Ataque
Trump fala em assumir petróleo da Venezuela e Lula condena ofensiva dos EUA; vídeo
Presidente americano fez declarações neste sábado (3)
Donald Trump declarou neste sábado (3) que petroleiras norte-americanas vão assumir a exploração do petróleo da Venezuela e que os Estados Unidos irão “administrar” o país de forma interina, afirmações que repercutiram imediatamente no cenário internacional e elevaram a tensão na América Latina.
“Nós vamos administrar o país até o momento em que pudermos, temos certeza de que haverá uma transição adequada, justa e legal. Queremos liberdade e justiça para o grande povo da Venezuela”, disse Trump.
Sobre o petróleo, o presidente americano declarou: “Vamos fazer o petróleo fluir”. Segundo ele, “nossas gigantescas companhias petrolíferas dos Estados Unidos vão entrar, gastar bilhões de dólares, consertar a infraestrutura petrolífera”.
As declarações vieram após Trump anunciar a captura do presidente venezuelano Nicolás Maduro e de sua esposa, Cilia Flores. O norte-americano ainda afirmou que não descarta novas ofensivas e invocou a Doutrina Monroe, dizendo que “o domínio americano no Hemisfério Ocidental nunca mais será questionado”.
Trump também divulgou uma imagem de Nicolás Maduro vendado com óculos, de moletom e supostamente algemado, a bordo do navio USS Iwo Jima.
Os Estados Unidos lançaram um ataque militar de grande escala contra a Venezuela na madrugada deste sábado (3), com explosões em Caracas e nos estados de Miranda, Aragua e La Guaira.
Lula se manifesta
A resposta brasileira veio poucas horas depois de Maduro ser capturado.
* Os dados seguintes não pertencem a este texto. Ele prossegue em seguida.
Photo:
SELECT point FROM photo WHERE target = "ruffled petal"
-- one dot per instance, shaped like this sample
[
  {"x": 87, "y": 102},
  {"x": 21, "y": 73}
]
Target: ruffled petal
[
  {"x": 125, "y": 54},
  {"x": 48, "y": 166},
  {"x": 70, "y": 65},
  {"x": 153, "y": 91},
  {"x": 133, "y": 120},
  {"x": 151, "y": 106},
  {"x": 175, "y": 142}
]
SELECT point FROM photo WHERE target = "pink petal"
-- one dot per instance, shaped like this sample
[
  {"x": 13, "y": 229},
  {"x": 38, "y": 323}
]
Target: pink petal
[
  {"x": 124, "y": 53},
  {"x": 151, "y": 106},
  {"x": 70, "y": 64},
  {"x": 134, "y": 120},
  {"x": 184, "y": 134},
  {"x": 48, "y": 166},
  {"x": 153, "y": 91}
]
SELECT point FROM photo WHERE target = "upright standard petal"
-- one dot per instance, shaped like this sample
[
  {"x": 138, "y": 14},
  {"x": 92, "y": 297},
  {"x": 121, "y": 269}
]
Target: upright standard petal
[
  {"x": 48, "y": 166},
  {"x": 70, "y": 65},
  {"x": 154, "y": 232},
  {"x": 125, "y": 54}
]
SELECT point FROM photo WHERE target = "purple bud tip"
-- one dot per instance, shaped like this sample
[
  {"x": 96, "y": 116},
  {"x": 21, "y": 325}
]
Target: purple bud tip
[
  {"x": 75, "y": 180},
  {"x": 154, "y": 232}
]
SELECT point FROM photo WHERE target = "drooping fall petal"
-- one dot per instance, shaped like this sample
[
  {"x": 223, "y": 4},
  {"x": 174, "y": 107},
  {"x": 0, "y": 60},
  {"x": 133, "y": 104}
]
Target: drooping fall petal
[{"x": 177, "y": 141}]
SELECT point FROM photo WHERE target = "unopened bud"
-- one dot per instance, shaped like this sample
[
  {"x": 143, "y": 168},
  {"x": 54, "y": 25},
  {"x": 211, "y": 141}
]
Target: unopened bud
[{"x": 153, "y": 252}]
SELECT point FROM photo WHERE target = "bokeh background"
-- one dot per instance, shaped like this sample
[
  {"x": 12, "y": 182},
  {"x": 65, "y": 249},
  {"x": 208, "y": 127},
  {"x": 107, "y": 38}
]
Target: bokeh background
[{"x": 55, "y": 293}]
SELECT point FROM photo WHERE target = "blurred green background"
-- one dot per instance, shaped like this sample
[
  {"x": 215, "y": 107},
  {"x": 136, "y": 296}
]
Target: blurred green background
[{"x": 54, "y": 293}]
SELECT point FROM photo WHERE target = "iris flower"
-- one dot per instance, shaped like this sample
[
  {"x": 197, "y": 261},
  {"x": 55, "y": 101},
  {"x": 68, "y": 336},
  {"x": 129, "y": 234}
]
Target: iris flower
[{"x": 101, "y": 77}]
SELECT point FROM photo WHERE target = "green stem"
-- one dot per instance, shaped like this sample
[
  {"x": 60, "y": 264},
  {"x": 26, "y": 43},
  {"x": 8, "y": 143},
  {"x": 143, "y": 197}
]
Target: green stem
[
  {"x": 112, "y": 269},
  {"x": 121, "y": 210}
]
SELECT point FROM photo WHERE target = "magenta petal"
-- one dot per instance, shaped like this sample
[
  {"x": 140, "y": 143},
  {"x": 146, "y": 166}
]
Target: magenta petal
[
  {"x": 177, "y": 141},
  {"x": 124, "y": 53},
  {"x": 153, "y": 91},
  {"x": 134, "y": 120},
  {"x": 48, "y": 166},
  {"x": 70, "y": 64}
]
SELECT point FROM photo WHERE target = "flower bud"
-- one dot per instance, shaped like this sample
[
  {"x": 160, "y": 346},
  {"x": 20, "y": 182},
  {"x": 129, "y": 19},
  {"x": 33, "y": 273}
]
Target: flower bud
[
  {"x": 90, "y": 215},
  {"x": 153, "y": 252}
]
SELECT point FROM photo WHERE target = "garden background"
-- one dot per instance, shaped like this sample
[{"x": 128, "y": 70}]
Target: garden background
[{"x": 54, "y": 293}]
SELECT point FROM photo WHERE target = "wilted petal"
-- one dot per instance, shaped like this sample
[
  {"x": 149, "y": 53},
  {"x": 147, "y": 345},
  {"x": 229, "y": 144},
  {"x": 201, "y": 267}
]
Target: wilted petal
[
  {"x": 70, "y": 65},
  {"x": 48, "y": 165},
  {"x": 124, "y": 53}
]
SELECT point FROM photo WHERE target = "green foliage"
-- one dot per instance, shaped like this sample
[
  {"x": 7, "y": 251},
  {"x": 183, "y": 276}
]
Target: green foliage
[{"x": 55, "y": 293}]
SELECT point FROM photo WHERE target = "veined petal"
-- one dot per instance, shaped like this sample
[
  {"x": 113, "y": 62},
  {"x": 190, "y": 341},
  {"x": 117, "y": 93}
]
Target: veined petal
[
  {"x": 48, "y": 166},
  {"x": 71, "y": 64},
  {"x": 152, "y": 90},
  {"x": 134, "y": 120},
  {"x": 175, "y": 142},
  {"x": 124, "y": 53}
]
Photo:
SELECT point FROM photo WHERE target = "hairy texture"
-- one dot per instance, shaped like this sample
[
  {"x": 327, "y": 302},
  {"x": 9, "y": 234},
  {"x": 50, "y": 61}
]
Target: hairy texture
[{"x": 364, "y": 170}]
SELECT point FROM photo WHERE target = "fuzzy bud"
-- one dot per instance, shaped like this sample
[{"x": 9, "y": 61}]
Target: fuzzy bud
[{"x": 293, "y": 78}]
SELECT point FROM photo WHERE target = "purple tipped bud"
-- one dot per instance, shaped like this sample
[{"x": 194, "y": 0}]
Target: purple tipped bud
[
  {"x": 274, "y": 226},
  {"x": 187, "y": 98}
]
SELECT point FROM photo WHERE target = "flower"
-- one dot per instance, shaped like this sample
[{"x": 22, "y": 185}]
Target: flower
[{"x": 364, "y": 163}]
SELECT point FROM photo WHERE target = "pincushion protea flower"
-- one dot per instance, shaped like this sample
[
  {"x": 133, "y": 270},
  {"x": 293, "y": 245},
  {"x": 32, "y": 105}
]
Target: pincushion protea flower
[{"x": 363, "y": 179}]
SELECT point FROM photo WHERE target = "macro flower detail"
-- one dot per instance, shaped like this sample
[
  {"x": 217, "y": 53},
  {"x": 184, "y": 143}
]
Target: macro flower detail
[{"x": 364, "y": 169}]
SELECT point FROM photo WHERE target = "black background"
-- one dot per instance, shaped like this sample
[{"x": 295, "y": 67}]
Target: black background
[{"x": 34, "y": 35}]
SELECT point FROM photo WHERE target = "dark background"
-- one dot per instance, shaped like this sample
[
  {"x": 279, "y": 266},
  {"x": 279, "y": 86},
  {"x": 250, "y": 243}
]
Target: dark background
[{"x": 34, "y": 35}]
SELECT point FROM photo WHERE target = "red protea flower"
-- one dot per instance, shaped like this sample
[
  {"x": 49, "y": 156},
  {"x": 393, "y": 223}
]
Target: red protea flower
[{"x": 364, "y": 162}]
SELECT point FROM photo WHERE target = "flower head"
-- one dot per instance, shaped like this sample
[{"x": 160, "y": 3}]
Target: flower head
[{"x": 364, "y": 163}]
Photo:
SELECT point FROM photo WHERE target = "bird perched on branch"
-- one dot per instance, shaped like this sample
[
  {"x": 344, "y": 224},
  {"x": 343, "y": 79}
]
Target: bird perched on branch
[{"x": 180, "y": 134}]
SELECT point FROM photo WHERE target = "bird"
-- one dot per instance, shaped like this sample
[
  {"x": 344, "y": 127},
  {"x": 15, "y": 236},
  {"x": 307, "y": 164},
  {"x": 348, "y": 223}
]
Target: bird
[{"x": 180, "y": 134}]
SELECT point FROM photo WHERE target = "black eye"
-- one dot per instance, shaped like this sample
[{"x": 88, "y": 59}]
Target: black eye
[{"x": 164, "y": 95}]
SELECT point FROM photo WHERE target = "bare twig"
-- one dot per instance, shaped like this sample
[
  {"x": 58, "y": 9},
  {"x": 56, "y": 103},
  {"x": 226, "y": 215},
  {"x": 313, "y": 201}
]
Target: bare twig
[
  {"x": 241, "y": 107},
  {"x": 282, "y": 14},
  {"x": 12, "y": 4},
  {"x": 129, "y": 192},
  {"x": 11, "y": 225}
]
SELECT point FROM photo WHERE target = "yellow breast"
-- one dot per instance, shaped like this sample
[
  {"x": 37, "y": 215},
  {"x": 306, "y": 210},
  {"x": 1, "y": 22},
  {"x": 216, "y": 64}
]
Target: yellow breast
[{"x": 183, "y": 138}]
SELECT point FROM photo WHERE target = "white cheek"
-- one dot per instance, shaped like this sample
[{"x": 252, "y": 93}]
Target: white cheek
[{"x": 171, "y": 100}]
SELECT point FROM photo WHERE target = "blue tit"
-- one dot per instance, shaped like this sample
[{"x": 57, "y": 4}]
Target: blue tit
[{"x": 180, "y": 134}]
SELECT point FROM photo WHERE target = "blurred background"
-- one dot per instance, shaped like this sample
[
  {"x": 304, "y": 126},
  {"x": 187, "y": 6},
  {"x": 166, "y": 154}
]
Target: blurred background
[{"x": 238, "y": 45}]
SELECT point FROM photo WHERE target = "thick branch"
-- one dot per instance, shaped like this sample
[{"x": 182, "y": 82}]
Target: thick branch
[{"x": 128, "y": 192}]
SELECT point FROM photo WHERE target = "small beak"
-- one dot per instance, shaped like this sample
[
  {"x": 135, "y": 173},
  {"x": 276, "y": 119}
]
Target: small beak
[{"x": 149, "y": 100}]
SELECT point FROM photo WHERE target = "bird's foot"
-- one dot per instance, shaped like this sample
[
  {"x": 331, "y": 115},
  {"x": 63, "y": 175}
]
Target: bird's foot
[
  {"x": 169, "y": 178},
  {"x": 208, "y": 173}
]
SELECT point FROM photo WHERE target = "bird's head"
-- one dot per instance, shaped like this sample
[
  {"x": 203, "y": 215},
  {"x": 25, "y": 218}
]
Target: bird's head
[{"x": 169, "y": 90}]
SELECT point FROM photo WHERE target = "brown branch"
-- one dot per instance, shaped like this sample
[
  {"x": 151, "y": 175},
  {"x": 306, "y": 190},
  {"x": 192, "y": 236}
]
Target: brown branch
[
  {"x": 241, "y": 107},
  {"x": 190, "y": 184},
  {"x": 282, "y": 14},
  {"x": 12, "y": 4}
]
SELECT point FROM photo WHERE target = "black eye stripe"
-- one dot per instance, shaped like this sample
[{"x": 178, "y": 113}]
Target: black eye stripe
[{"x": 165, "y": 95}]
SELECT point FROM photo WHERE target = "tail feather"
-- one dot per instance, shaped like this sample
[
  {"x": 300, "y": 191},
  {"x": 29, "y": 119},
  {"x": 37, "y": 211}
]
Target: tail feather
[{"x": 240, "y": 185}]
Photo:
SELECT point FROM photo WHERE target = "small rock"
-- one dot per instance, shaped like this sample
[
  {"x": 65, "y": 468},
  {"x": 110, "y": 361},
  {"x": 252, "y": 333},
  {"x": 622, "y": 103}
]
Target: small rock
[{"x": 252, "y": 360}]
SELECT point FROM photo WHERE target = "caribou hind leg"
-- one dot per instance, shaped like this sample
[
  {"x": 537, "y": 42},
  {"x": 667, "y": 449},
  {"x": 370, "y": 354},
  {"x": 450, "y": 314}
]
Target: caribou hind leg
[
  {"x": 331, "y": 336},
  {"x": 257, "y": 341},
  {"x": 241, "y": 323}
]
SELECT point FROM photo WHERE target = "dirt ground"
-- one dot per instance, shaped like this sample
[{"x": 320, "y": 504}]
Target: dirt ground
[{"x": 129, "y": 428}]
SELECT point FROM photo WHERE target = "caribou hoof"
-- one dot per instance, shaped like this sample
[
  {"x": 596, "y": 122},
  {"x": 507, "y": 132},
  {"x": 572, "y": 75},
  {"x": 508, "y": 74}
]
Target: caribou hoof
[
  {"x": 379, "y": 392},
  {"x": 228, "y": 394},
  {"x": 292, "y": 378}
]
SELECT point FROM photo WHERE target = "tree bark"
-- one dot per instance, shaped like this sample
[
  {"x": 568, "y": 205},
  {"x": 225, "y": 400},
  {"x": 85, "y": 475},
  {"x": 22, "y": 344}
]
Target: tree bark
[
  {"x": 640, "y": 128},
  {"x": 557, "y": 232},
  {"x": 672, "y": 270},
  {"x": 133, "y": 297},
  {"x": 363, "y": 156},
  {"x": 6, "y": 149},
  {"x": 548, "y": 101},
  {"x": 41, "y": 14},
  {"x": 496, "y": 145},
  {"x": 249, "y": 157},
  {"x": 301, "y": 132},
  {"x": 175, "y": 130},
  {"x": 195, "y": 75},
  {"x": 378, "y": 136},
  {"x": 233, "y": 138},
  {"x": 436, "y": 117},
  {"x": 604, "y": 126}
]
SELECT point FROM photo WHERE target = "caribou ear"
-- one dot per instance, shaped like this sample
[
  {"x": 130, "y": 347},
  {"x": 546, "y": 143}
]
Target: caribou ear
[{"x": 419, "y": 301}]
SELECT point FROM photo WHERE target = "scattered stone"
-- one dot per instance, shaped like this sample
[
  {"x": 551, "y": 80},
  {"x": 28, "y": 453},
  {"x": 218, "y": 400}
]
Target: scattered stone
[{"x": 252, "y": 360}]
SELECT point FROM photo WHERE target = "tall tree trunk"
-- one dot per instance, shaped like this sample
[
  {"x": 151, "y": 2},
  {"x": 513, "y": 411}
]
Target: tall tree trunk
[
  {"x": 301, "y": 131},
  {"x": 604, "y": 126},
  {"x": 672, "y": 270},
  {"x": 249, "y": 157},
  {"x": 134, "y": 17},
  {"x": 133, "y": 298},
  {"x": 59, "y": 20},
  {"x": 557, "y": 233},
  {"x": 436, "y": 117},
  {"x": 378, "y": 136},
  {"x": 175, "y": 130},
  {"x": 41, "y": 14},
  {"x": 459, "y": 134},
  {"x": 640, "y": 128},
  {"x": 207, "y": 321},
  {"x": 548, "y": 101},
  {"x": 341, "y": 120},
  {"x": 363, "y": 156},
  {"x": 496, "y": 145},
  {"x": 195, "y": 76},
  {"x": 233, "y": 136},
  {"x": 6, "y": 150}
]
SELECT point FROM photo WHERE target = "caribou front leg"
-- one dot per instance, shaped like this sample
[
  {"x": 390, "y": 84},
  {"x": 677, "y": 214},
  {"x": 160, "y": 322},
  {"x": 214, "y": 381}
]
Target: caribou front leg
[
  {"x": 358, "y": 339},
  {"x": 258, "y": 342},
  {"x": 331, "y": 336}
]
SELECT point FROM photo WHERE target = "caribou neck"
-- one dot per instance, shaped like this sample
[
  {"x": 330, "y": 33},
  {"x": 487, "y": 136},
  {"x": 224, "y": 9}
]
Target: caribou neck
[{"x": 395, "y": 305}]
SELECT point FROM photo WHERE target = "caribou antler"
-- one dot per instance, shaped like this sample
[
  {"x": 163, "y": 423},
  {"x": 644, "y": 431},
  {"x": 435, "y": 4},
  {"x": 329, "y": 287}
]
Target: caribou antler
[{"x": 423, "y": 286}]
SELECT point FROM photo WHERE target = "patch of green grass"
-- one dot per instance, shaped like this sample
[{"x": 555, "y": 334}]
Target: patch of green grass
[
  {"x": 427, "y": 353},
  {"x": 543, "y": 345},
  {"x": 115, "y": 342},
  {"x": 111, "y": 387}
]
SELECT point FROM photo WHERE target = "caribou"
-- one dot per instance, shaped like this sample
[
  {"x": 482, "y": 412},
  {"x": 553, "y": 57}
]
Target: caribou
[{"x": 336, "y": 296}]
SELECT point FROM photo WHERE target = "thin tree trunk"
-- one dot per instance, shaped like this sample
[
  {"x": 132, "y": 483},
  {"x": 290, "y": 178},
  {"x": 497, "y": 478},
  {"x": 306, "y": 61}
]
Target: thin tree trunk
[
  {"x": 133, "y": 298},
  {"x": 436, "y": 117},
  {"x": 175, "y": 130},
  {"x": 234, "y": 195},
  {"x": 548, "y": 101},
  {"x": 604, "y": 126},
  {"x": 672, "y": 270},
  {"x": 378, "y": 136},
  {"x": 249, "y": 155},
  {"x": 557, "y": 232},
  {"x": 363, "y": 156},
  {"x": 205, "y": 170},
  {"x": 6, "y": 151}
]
O presidente Luiz Inácio Lula da Silva condenou duramente a ação militar e cobrou uma reação da Organização das Nações Unidas (ONU).
“Os bombardeios em território venezuelano e a captura do seu presidente ultrapassam uma linha inaceitável. Esses atos representam uma afronta gravíssima à soberania da Venezuela e mais um precedente extremamente perigoso para toda a comunidade internacional”, afirmou Lula.
O presidente brasileiro acrescentou:
“Atacar países, em flagrante violação do direito internacional, é o primeiro passo para um mundo de violência, caos e instabilidade, onde a lei do mais forte prevalece sobre o multilateralismo”, frisou Lula por meio das redes sociais.
Lula também disse que a ofensiva “lembra os piores momentos da interferência na política da América Latina e do Caribe” e defendeu uma reação global.
“A comunidade internacional, por meio da Organização das Nações Unidas, precisa responder de forma vigorosa a esse episódio. O Brasil condena essas ações e segue à disposição para promover a via do diálogo e da cooperação”.
Enquanto Washington fala em controle e exploração do petróleo, Caracas denuncia mudança de regime, e o mundo observa, em alerta, o risco de uma escalada sem precedentes na região.